A impaciência da população indiana vem aumentando à medida que a economia perde força. Depois de ter acelerado entre 2003 de 2011, o crescimento atingiu seu menor índice em dez anos, em 2013, e a economia está patinando este ano. Alegações de corrupção agravaram a frustração pública. Uma pesquisa recente do Centro de Pesquisas Pew mostrou que 70% dos indianos estão descontentes com a economia.

A Índia é mais pobre e menos industrializada que seus vizinhos na Ásia Oriental, o que gera em seus cidadãos um sentimento cada vez maior de estar ficando para trás. Muitas carências alimentam esta insatisfação: metade das residências não tem banheiro, muitas não estão conectadas à rede elétrica e o acesso a escolas e bons empregos é difícil.

"Levar energia, estradas e água para cada casa não pode ser uma tarefa tão hercúlea assim", diz Ashish Anant, que tem 24 anos e trabalha como consultor de administração em Nova Delhi, acrescentando que votou em Modi porque "ele faz".

Uma Índia governada por Modi abandonaria a dependência de programas de subsídios aos pobres e tentaria fazer da criação de empregos e do crescimento econômico as ferramentas principais do desenvolvimento. Mas esse afastamento dos programas de esquerda não significa que eles vão acabar. Modi não deve reduzir substancialmente nenhum dos programas de subsídios de que milhões de pessoas dependem para obter trabalho e alimentos. Ainda assim, é quase certo que o governo deixará de priorizar a rede de segurança social em favor de estímulos ao crescimento das empresas e da agilização da lenta e corrupta burocracia estatal.

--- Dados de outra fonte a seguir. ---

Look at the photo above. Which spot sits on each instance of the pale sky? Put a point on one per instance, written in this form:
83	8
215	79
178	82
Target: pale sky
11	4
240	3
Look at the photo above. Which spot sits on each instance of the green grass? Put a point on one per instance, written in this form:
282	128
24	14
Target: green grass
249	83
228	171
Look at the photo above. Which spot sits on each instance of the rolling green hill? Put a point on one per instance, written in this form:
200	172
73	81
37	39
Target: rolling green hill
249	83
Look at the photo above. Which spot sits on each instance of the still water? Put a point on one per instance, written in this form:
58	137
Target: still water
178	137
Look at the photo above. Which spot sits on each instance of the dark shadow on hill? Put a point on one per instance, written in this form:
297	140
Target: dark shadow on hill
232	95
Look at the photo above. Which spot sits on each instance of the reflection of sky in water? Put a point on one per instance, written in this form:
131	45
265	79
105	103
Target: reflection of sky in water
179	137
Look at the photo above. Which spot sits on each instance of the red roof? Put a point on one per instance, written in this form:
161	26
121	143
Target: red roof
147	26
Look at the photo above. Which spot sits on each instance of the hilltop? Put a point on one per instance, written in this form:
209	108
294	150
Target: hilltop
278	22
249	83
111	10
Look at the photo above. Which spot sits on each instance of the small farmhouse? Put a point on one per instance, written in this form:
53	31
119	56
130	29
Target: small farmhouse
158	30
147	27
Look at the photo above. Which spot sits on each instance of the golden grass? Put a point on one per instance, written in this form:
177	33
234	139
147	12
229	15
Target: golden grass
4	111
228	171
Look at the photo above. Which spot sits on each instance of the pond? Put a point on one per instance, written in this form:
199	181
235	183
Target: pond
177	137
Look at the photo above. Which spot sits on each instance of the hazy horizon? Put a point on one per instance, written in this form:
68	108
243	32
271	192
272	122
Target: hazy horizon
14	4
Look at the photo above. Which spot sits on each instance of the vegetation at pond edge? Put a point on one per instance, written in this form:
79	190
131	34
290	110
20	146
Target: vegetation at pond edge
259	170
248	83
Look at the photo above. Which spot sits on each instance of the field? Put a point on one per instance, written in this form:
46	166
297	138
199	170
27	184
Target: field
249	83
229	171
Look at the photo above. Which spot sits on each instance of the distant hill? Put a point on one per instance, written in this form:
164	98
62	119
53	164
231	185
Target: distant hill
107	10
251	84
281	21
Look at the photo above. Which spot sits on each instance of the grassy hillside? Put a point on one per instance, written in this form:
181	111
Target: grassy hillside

Durante o governo do Partido do Congresso, alguns dos maiores projetos industriais da Índia foram paralisados. O projeto de uma siderúrgica de US$ 12 bilhões proposto pela sul-coreana Posco foi suspenso diante da oposição de moradores das áreas florestais, ainda que as licenças ambientais já tivessem sido concedidas. Teria sido o maior investimento estrangeiro direto no país. A mineradora londrina Vedanta Resources também cancelou planos para uma mina de bauxita depois que comunidades locais foram contra.

Em geral, o governo atual se mostrou incapaz de negociar soluções de consenso, o que atrasou projetos industriais e de infraestrutura vitais para o crescimento da Índia. Em 2010, enquanto o país penava para atender suas amplas necessidades de infraestrutura, o Ministério do Aço estimou que projetos siderúrgicos no valor de mais de US$ 80 bilhões foram adiados devido a dificuldades com a aquisição de terras e licenças ambientais.

Por outro lado, o governo de Gujarat, sob o comando de Modi, pareceu ser capaz de contornar a burocracia e permitir a instalação e expansão de fábricas.

A canadense Bombardier, que ganhou um contrato de US$ 650 milhões para fabricar vagões para a nova rede de metrô de Nova Delhi, decidiu instalar sua fábrica num parque industrial de Gujarat depois de avaliar diversas opções. O projeto da fábrica foi um dos mais rápidos na história da empresa, disse um executivo da Bombardier na Índia.

Impostos são outro problema. A telefônica britânica Vodafone está há anos às voltas com uma disputa com o governo indiano em torno de US$ 2 bilhões em impostos. AT&T, SABMiller e Nokia são outras grandes firmas brigando com o governo por causa de impostos.

Modi e o BJP se apresentam como pró-mercado, mas isso tem que ser interpretado no contexto indiano. Analistas acreditam que reformas de impacto, como mudar as leis trabalhistas ou a privatização de grandes estatais, são improváveis. O BJP se opõe, por exemplo, ao investimento estrangeiro no varejo de larga escala. Uma porta-voz do BJP disse: "Não vamos abrir as comportas imediatamente."

Fonte: Valor Econômico - publicado em 19/05/2014 (Colaboraram Raymond Zhong, Niharika Mandhana e Aditi Malhotra.)